The key fact is that what the ants do strictly outside of this piece has no bearing on what happens strictly inside. For each piece in the recursive decomposition, we can compute the set of comings and goings that are consistent with all squares in the piece being covered. For the 2-by-1 arrays, this can be accomplished with brute force.
+---+
A | B | C
+---+
D | E | F
+---+
In general, neither ant starts or ends inside this piece. Then the some of the possibilities are
Ant 1: A->B, B->E, E->F; Ant 2: none
Ant 1: A->B, B->C, F->E, E->D; Ant 2: none
Ant 1: A->B, B->C; Ant 2: D->E; E->F
Ant 1: A->B, B->C, D->E, E->F; Ant 2: none .
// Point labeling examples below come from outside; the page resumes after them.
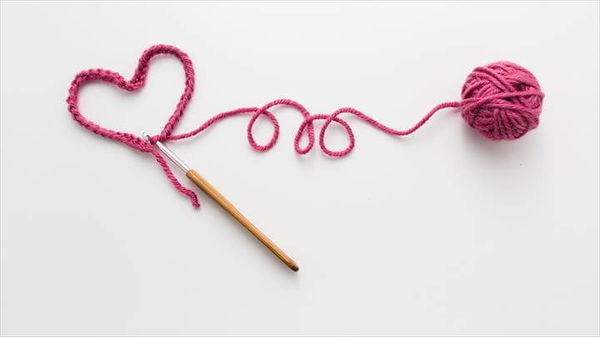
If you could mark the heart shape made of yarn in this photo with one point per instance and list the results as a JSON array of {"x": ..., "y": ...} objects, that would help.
[{"x": 135, "y": 83}]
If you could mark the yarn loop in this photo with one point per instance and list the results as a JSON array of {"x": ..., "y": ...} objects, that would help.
[{"x": 501, "y": 100}]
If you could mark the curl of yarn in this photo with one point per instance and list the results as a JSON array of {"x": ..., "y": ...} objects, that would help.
[{"x": 501, "y": 100}]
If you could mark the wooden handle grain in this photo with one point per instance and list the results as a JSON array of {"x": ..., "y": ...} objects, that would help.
[{"x": 226, "y": 205}]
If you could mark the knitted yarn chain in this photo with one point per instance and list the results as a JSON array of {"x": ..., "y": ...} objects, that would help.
[{"x": 502, "y": 101}]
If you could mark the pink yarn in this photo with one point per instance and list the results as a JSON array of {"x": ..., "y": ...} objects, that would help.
[{"x": 501, "y": 100}]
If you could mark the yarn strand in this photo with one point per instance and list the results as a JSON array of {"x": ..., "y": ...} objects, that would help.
[{"x": 501, "y": 100}]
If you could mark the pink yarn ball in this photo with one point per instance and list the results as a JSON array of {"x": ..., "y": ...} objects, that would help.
[{"x": 501, "y": 100}]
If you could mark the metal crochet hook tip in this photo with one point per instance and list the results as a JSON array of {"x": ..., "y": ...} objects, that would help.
[{"x": 207, "y": 188}]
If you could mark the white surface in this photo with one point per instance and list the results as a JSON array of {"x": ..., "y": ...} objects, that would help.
[{"x": 442, "y": 232}]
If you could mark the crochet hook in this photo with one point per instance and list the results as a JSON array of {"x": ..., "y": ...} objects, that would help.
[{"x": 209, "y": 190}]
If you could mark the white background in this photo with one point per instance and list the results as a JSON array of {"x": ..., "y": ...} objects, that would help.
[{"x": 442, "y": 232}]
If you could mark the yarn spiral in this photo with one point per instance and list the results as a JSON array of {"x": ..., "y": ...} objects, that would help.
[{"x": 501, "y": 100}]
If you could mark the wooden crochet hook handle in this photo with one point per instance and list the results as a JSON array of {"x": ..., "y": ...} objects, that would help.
[{"x": 207, "y": 188}]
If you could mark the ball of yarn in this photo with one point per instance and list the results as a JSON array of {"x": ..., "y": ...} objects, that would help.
[{"x": 501, "y": 100}]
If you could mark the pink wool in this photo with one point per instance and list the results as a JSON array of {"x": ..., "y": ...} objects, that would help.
[{"x": 501, "y": 100}]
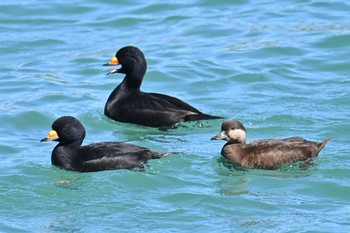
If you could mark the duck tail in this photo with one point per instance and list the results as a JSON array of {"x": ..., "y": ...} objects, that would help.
[
  {"x": 322, "y": 144},
  {"x": 202, "y": 116}
]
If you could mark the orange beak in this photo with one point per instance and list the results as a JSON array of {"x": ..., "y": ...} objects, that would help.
[
  {"x": 51, "y": 136},
  {"x": 113, "y": 62}
]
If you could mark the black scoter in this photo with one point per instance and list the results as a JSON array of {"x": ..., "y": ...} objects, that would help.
[
  {"x": 127, "y": 103},
  {"x": 266, "y": 154},
  {"x": 70, "y": 155}
]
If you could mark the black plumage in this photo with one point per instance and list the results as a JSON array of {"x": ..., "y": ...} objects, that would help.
[
  {"x": 127, "y": 103},
  {"x": 70, "y": 155}
]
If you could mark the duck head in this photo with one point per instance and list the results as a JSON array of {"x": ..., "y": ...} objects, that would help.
[
  {"x": 232, "y": 131},
  {"x": 66, "y": 130}
]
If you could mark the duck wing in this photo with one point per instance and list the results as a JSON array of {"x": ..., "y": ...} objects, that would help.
[
  {"x": 273, "y": 153},
  {"x": 155, "y": 110},
  {"x": 114, "y": 155}
]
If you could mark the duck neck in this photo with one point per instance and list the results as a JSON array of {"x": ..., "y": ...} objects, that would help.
[
  {"x": 132, "y": 82},
  {"x": 61, "y": 155}
]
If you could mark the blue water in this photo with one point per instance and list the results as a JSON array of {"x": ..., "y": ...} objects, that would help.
[{"x": 280, "y": 67}]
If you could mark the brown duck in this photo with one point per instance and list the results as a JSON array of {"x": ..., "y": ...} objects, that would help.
[{"x": 267, "y": 154}]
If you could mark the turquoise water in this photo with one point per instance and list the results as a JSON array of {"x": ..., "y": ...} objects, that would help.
[{"x": 280, "y": 67}]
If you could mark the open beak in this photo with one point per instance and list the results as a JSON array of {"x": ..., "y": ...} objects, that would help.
[
  {"x": 113, "y": 62},
  {"x": 52, "y": 136},
  {"x": 221, "y": 136}
]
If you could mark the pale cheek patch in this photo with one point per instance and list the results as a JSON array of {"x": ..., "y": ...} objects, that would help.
[{"x": 238, "y": 134}]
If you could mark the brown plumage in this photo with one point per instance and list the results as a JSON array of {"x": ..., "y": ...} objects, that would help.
[{"x": 267, "y": 153}]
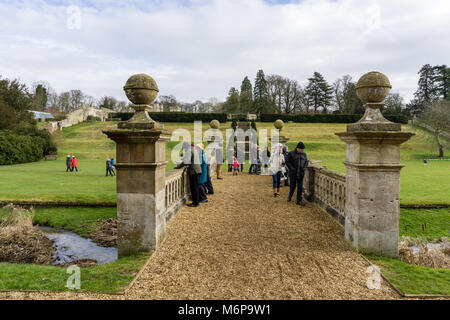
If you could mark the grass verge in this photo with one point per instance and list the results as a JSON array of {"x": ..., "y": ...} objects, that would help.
[
  {"x": 82, "y": 221},
  {"x": 410, "y": 279},
  {"x": 428, "y": 224},
  {"x": 113, "y": 277}
]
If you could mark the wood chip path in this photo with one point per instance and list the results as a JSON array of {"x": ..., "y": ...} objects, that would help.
[{"x": 246, "y": 244}]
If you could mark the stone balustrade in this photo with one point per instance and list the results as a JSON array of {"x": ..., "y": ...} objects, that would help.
[
  {"x": 327, "y": 189},
  {"x": 177, "y": 191},
  {"x": 177, "y": 188}
]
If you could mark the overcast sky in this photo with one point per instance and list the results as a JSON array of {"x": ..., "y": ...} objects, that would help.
[{"x": 197, "y": 49}]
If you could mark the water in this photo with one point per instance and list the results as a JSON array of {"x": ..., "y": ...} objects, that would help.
[{"x": 70, "y": 246}]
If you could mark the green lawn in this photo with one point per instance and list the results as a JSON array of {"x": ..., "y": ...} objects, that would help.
[
  {"x": 411, "y": 279},
  {"x": 427, "y": 224},
  {"x": 48, "y": 181},
  {"x": 112, "y": 277},
  {"x": 82, "y": 221}
]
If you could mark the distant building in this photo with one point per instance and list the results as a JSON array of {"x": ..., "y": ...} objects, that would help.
[
  {"x": 42, "y": 116},
  {"x": 176, "y": 109},
  {"x": 157, "y": 107}
]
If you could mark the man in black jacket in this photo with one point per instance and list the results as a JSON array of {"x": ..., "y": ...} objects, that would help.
[
  {"x": 191, "y": 159},
  {"x": 297, "y": 162}
]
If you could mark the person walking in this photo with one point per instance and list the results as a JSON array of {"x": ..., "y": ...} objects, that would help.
[
  {"x": 236, "y": 166},
  {"x": 253, "y": 159},
  {"x": 69, "y": 163},
  {"x": 74, "y": 163},
  {"x": 191, "y": 160},
  {"x": 276, "y": 162},
  {"x": 297, "y": 162},
  {"x": 112, "y": 166},
  {"x": 108, "y": 167},
  {"x": 284, "y": 171},
  {"x": 230, "y": 155},
  {"x": 265, "y": 160},
  {"x": 200, "y": 148},
  {"x": 219, "y": 160}
]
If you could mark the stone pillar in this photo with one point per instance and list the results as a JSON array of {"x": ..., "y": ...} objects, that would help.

Now, suppose we have computed the sets (DP tables hereafter) for two adjacent pieces that are the children of one parent piece.
1|2
+---+-- ... --+---+---+-- ... --+---+
A | B | | C | D | | E | F
+---+-- ... --+---+---+-- ... --+---+
G | H | | I | J | | K | L
+---+-- ... --+---+---+-- ... --+---+
1|2
Piece 1 is to the left of the dividing line. Piece 2 is to the right of the dividing line. Once again, there is a small number of possibilities for traffic on the named squares. The DP table for the parent piece is indexed by the traffic at A, B, E, F, G, H, K, L. For each entry, we try all possibilities for the traffic at C, D, I, J, using the children's DP tables to determine whether the combined comings and goings are feasible.